We have been doing some similar things but we use custom MapRunner
classes to load the resouces, for example files that need to be opened
or a shared cache to reduce network reads, once per Map split and then
pass the resources into the Map tasks. Here is an example of what it
might look like:
Dennis
public class YourRunner
implements MapRunnable {
private JobConf job;
private YourMapper mapper;
private Class inputKeyClass;
private Class inputValueClass;
public void configure(JobConf job) {
this.job = job;
this.inputKeyClass = job.getInputKeyClass();
this.inputValueClass = job.getInputValueClass();
}
private void closeReaders(MapFile.Reader[] readers) {
if (readers == null)
return;
for (int i = 0; i < readers.length; i++) {
try {
readers[i].close();
}
catch (Exception e) {
}
}
}
public void run(RecordReader input, OutputCollector output, Reporter
reporter)
throws IOException {
final FileSystem fs = FileSystem.get(job);
Configuration conf = NutchConfiguration.create();
mapper = new YourMapper();
Path filesPath= new Path(parent, mapfiledir);
MapFile.Reader[] readers= MapFileOutputFormat.getReaders(fs,
filesPath, conf);
Map <Integer, String> cache= new HashMap <Integer, String>();
mapper.setCache(cache);
mapper.setReaders(readers);
try {
WritableComparable key =
(WritableComparable)job.newInstance(inputKeyClass);
Writable value = (Writable)job.newInstance(inputValueClass);
while (input.next(key, value)) {
mapper.map(key, value, output, reporter);
}
}
finally {
mapper.close();
}
closeReaders(levelReaders);
}
}
Grant Ingersoll wrote:
I know in general that I shouldn't worry too much about initialization
costs, as they will be amortized over the life of the job and are
often a drop in the bucket time wise.
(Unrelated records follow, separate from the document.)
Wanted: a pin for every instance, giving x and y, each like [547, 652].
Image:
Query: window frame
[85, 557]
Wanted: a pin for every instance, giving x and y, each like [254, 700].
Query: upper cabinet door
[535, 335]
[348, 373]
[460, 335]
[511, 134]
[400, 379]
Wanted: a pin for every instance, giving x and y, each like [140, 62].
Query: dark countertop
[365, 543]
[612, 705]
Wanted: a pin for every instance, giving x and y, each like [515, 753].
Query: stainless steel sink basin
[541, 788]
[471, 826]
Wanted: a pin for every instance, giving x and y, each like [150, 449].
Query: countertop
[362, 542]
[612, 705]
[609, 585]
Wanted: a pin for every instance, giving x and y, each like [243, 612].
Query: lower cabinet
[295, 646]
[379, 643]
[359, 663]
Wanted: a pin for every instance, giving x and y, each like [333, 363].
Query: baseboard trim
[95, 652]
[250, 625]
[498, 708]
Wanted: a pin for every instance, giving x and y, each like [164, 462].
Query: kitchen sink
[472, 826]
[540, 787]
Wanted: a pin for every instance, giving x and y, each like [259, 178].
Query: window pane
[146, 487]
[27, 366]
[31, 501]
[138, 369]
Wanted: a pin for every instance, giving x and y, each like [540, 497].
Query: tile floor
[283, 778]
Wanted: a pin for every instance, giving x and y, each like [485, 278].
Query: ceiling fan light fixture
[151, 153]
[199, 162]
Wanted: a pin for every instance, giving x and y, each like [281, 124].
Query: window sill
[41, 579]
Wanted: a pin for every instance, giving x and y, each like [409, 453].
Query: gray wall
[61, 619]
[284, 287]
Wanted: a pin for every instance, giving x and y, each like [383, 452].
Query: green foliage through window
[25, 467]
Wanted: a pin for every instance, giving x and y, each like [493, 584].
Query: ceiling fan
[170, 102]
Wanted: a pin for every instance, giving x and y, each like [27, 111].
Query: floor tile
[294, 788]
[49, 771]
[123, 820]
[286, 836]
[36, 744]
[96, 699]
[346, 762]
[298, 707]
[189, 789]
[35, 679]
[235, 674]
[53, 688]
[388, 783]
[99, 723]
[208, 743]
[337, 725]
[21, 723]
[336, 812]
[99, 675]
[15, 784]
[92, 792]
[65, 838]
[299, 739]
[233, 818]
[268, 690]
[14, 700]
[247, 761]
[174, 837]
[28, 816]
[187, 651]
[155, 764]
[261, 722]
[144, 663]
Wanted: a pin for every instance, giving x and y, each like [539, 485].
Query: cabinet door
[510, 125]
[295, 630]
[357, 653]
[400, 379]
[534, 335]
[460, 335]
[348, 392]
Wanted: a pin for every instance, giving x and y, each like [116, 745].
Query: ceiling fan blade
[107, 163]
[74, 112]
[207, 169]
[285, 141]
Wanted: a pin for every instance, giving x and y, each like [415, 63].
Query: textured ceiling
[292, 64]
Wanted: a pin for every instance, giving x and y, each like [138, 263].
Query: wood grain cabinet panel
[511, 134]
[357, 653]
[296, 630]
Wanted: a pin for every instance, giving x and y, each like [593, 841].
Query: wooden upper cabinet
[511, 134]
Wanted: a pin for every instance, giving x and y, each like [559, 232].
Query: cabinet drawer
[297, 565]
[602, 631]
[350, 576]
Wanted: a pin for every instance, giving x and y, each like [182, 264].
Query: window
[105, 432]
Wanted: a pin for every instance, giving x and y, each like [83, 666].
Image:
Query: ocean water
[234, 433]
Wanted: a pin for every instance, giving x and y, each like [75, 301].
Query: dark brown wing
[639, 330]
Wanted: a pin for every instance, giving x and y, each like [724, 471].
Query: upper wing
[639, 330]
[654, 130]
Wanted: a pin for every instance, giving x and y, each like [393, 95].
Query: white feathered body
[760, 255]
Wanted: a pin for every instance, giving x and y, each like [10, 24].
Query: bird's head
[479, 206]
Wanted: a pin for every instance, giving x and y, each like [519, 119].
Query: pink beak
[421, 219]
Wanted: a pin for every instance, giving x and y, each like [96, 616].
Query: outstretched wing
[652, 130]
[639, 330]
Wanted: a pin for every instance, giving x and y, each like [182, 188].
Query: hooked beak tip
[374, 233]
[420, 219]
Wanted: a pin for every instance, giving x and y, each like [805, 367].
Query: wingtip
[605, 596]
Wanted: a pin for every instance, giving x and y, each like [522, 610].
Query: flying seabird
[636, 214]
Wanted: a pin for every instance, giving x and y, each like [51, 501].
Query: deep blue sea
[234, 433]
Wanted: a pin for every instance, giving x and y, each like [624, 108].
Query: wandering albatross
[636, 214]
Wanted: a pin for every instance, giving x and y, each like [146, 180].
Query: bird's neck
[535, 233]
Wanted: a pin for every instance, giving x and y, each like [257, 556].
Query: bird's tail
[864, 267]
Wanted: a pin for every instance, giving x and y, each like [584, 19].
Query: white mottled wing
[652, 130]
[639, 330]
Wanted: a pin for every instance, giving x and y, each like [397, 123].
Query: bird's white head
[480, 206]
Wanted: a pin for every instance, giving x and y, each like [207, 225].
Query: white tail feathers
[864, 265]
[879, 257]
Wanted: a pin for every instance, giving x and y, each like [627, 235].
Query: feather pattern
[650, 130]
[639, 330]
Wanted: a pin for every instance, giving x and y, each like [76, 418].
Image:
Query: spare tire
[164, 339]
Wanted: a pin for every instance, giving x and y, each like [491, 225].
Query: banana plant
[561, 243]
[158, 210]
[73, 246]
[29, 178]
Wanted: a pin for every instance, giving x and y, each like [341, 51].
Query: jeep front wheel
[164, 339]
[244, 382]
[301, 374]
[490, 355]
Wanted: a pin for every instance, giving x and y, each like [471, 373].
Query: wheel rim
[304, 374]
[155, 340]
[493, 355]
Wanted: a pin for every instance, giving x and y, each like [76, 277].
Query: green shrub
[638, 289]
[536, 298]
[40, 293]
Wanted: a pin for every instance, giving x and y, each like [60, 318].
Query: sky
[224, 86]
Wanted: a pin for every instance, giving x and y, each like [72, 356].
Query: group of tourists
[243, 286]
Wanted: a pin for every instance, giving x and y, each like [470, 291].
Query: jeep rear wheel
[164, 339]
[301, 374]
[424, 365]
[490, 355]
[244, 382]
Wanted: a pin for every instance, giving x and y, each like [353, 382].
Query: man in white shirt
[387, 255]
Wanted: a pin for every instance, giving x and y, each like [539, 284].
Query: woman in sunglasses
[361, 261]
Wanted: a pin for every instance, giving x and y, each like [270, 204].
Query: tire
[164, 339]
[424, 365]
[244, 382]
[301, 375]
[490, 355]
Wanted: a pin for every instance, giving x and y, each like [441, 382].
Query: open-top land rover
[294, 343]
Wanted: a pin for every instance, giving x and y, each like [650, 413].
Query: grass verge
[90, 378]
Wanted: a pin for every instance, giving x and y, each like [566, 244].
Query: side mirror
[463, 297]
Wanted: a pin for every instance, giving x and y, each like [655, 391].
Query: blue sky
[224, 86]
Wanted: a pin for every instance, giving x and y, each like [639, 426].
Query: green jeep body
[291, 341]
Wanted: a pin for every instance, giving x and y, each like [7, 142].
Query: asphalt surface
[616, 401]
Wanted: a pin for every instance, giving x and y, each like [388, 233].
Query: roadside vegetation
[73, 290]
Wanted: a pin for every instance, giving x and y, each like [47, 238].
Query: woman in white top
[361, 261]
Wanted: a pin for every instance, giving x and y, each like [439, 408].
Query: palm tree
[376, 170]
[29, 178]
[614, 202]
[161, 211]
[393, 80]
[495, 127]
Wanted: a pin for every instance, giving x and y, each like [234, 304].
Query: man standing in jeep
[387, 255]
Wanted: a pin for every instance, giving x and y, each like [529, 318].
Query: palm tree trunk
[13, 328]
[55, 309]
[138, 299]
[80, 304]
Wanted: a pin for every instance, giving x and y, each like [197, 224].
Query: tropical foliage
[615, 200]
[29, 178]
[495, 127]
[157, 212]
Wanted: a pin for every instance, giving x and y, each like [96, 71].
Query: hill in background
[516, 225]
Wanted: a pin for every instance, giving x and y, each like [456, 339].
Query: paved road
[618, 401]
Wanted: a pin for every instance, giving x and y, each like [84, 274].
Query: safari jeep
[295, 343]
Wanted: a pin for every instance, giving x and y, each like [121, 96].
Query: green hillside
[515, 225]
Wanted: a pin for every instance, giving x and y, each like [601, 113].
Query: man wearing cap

However, in my setup I have a
conf() method that needs to load in some resources from disk. This
is on a per job basis currently. I know that each node in my cluster
is going to need these resources and every job I submit is going to
end up doing this same thing. So I was wondering if there was anyway
these resources could be loaded once per startup of the task tracker.
In some sense, this is akin to putting something into application
scope in a webapp as opposed to session scope.
Thanks,
Grant